Sid reflected over it all as he sat, awaiting the long vigil until morning. Escape was impossible. Not only was he bound cunningly to the post so that any movement of even his hands was impossible, but two Apache guards squatted near him, silent as specters but watching him fixedly.
“Go forth—if you can!” had been Honanta’s last words. In them Sid found his sole hope. Honanta was still his friend, but the logic of the situation had been too strong even for him. But Honanta was more than his friend. It was true, then, that Colonel Colvin was that white officer! Honanta had said so at last. Through his father he owed a debt that to an Indian is never paid. Honanta, too, was torn between two duties—that to his tribe and that to Sid as the Colonel’s son. In the subtle workings of the Indian mind there would surely be a loophole for him, somewhere, by Honanta, Sid felt. It was for him to find and utilize that loophole of escape. It would be something that would clear Honanta’s conscience as regards his tribe, yet fulfill his obligation to him as the son of the man who had saved his life.
What it would be, Sid could not imagine. He decided to keep his eyes open to-morrow, alert to seize the opportunity whatever it should be. Then, with the ability of youth to sleep anywhere and in any impossible posture, his head fell forward on his chest and he was soon oblivious of his and any one else’s troubles.

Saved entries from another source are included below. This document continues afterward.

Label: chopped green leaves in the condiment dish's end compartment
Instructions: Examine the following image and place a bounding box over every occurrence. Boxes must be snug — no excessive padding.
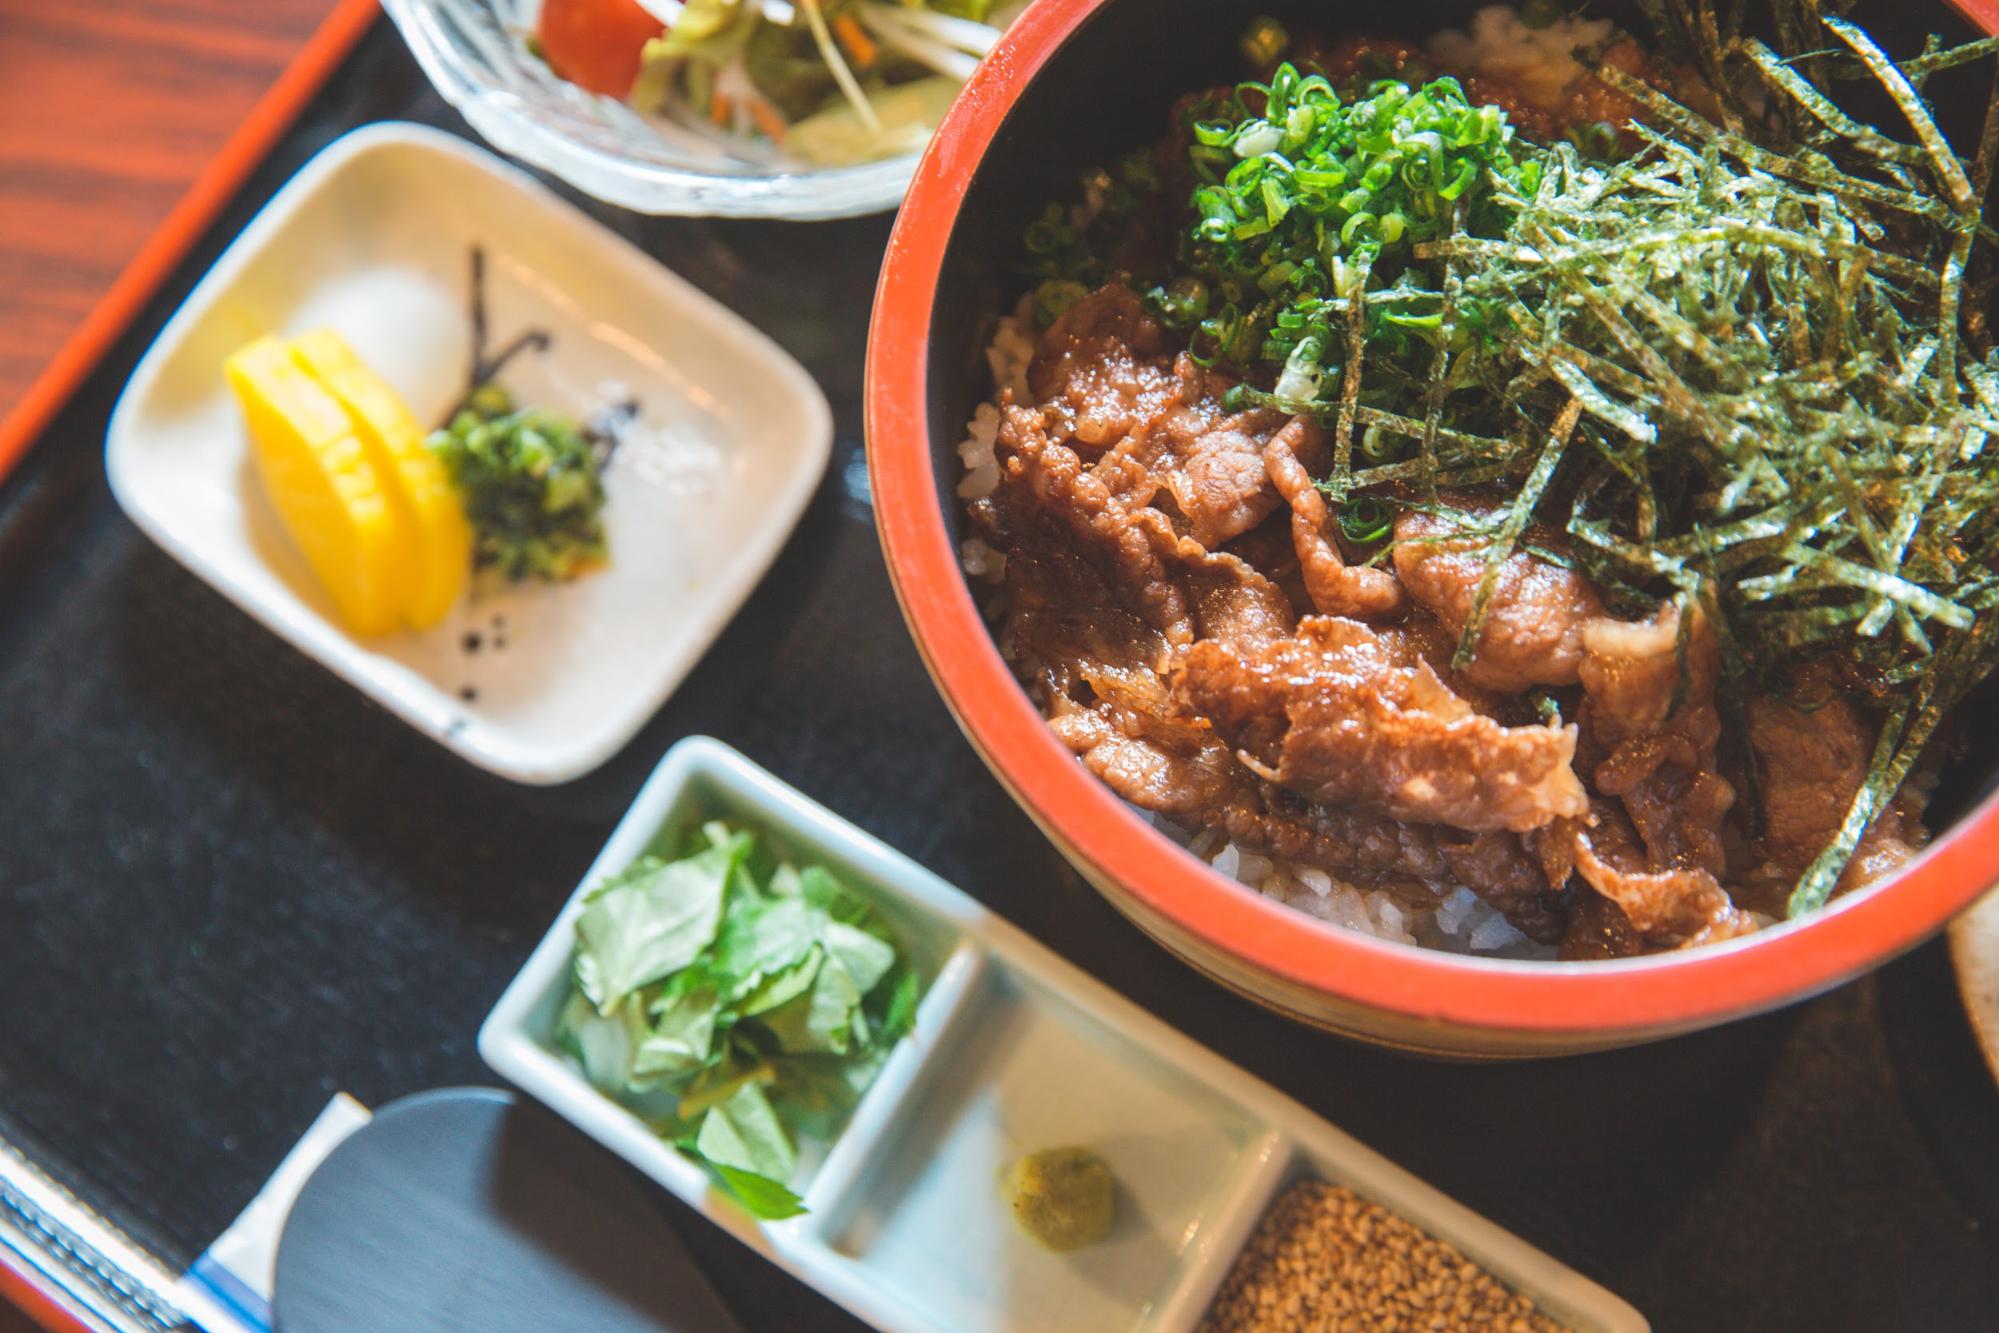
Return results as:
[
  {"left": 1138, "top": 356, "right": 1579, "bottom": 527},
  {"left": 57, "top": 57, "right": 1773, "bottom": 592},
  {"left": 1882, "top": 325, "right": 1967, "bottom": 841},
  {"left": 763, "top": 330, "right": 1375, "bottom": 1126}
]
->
[{"left": 558, "top": 823, "right": 920, "bottom": 1219}]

Next morning as he was led from the lodge, a notable change in the village greeted him. A high Sun Dance pole had been erected during the night, with a cross bar secured near its top. From the bar dangled two effigies; the figure of a man and of a mountain sheep. Sid recognized the symbol of it. The figure represented Honanta, dead but for the intervention of the Great Mystery in the person of that white officer who had spared his mother. The mountain sheep represented man’s physical life, his principal means of sustenance, the gift of Mother Earth, replacing the buffalo of plains ceremonies.

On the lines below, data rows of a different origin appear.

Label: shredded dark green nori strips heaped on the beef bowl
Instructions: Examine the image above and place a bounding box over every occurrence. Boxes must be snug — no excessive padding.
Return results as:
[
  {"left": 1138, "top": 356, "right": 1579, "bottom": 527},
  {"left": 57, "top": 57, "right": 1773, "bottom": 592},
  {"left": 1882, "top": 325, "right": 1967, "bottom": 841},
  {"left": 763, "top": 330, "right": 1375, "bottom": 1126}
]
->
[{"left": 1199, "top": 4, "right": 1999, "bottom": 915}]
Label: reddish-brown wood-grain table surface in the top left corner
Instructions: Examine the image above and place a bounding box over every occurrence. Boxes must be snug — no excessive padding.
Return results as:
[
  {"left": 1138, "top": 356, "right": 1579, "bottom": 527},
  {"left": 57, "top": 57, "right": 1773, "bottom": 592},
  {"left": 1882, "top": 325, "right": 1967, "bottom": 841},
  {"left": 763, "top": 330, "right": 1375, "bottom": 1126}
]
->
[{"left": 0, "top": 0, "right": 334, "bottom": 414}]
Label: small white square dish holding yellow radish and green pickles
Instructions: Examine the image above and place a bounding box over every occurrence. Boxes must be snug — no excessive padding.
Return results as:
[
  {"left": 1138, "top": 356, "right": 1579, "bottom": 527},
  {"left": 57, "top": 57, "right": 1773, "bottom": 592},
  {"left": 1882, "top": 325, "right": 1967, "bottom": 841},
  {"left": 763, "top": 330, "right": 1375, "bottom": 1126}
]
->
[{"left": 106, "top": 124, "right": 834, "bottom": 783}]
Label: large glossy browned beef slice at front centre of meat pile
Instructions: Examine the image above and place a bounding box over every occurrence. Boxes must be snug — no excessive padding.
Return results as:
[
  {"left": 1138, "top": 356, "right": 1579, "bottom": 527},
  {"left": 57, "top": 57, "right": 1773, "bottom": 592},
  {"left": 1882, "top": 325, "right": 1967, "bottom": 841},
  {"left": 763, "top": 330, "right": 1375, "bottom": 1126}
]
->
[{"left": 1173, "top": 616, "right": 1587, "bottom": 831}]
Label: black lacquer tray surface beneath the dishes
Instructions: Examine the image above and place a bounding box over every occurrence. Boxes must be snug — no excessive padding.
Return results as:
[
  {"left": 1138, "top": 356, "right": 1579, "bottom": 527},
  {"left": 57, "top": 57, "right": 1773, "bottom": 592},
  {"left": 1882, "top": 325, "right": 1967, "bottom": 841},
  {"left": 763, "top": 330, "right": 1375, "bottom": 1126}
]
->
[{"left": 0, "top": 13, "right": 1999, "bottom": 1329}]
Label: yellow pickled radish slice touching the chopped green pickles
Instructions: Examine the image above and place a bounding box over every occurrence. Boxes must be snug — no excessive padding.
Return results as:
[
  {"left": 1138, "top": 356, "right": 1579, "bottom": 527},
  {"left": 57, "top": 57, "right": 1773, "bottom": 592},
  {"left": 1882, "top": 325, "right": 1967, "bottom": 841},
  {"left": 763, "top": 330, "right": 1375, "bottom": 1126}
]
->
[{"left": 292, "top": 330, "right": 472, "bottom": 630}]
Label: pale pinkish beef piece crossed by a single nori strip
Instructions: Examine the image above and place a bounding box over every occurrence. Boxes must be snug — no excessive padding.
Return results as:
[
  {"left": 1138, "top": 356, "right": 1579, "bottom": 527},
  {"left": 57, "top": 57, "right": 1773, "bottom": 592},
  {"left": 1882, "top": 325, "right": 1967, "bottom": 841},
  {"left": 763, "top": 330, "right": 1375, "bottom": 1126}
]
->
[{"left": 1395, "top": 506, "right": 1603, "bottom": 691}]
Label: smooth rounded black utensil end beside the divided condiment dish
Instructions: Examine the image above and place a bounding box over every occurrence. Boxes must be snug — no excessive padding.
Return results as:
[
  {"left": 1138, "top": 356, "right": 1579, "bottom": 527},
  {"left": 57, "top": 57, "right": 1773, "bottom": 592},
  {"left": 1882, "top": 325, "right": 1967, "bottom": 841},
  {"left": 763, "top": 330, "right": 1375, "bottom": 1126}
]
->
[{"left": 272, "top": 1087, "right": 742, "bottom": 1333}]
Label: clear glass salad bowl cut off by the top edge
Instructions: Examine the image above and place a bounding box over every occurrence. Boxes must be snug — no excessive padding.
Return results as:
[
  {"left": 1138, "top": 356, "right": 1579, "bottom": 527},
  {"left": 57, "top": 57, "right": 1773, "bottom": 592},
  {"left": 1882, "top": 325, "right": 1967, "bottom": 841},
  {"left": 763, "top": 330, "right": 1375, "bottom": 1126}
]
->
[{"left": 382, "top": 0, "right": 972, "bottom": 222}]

After a time Honanta appeared, nude save for his moccasins and breech clout; his hair was disheveled, his body daubed with clay. He dragged after him the skull of a mountain sheep, symbolizing the grave from which he had escaped by divine intervention. As the eastern sun flamed over the wall of Red Mesa, an old priest cut and scarified Honanta’s chest, signifying the natural accompaniments of a physical death.
The rest of the tribe now formed in a line under the east wall and faced him. Sid himself was placed opposite Honanta, standing alone. He felt awed at the part he was taking—for he obviously represented the instrument through which the Great Mystery had shown His favor.

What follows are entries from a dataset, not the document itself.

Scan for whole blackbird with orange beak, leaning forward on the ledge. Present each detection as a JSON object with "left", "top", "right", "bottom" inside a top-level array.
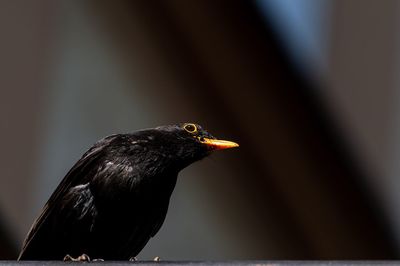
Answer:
[{"left": 18, "top": 123, "right": 239, "bottom": 260}]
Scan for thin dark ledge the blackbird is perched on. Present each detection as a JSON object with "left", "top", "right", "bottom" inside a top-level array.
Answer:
[{"left": 0, "top": 260, "right": 400, "bottom": 266}]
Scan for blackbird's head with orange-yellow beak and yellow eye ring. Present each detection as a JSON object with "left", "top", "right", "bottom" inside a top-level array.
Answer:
[{"left": 138, "top": 123, "right": 239, "bottom": 168}]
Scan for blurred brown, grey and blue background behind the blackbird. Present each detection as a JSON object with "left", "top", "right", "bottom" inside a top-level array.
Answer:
[{"left": 0, "top": 0, "right": 400, "bottom": 260}]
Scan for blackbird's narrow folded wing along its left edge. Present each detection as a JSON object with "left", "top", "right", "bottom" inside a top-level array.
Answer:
[{"left": 18, "top": 135, "right": 119, "bottom": 259}]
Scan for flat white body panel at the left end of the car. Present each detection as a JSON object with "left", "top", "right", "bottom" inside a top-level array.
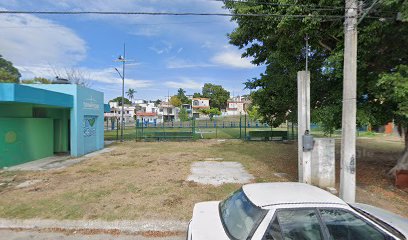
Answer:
[{"left": 191, "top": 201, "right": 229, "bottom": 240}]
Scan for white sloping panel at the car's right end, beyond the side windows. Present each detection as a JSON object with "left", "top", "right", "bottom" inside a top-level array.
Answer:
[{"left": 350, "top": 203, "right": 408, "bottom": 238}]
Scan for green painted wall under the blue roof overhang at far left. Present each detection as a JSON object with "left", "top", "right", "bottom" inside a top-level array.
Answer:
[{"left": 0, "top": 118, "right": 54, "bottom": 167}]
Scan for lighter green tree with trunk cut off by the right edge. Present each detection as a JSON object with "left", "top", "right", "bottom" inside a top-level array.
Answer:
[{"left": 377, "top": 65, "right": 408, "bottom": 174}]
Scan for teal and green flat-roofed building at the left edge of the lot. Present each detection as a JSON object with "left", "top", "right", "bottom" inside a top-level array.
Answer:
[{"left": 0, "top": 83, "right": 104, "bottom": 168}]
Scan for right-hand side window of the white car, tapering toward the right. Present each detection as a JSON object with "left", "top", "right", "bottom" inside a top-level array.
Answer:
[{"left": 319, "top": 209, "right": 390, "bottom": 240}]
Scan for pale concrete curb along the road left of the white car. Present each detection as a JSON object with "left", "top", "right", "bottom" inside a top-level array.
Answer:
[{"left": 0, "top": 218, "right": 188, "bottom": 233}]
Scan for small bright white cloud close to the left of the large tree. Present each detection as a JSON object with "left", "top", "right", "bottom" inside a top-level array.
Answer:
[{"left": 211, "top": 50, "right": 256, "bottom": 68}]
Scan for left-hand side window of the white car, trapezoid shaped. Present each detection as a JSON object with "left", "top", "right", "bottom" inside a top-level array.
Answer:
[{"left": 264, "top": 209, "right": 323, "bottom": 240}]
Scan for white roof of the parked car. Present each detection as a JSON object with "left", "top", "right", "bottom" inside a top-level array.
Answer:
[{"left": 242, "top": 182, "right": 347, "bottom": 207}]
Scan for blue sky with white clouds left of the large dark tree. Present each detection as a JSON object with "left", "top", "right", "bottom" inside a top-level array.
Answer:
[{"left": 0, "top": 0, "right": 264, "bottom": 101}]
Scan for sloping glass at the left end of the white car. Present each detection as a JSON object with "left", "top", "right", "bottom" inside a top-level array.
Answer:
[{"left": 220, "top": 189, "right": 266, "bottom": 239}]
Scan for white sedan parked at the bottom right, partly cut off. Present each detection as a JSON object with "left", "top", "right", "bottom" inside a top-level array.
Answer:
[{"left": 187, "top": 183, "right": 408, "bottom": 240}]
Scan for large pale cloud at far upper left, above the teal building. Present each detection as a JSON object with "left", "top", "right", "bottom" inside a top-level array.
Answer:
[{"left": 0, "top": 14, "right": 87, "bottom": 66}]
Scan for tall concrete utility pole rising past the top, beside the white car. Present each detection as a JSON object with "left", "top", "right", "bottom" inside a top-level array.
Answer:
[{"left": 340, "top": 0, "right": 357, "bottom": 203}]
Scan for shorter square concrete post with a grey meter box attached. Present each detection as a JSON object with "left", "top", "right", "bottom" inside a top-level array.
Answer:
[{"left": 297, "top": 71, "right": 312, "bottom": 184}]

Looking with fixed eyes on the sun, Honanta began the Sun Dance, dragging the skull after him and blowing from time to time on a sacred whistle which he kept pointed at the sun as it rose toward the zenith.
Sid watched him, fascinated. He was seeing the original Sun Dance, the Indian symbol of death and resurrection, as it was before later changes degraded it into a meaningless exhibition of endurance under torture—about on the level with our own bull-ring and prize-fight arena. How long the dance would keep up depended solely upon Honanta’s physical endurance. He was not much over forty years of age, so he would be yet in his prime, and his fervor would lead him to dance before the Great Mystery until his sinews could work no longer.
Sid’s prayers went out to aid him. He liked to see a man give his best! This humbling of the body was nothing repulsive, when one thought of the exalted mood of that soul, engaged in an act of Indian worship so far above our own milder and, let us say, more self-indulgent and vanity-ridden forms of ritual.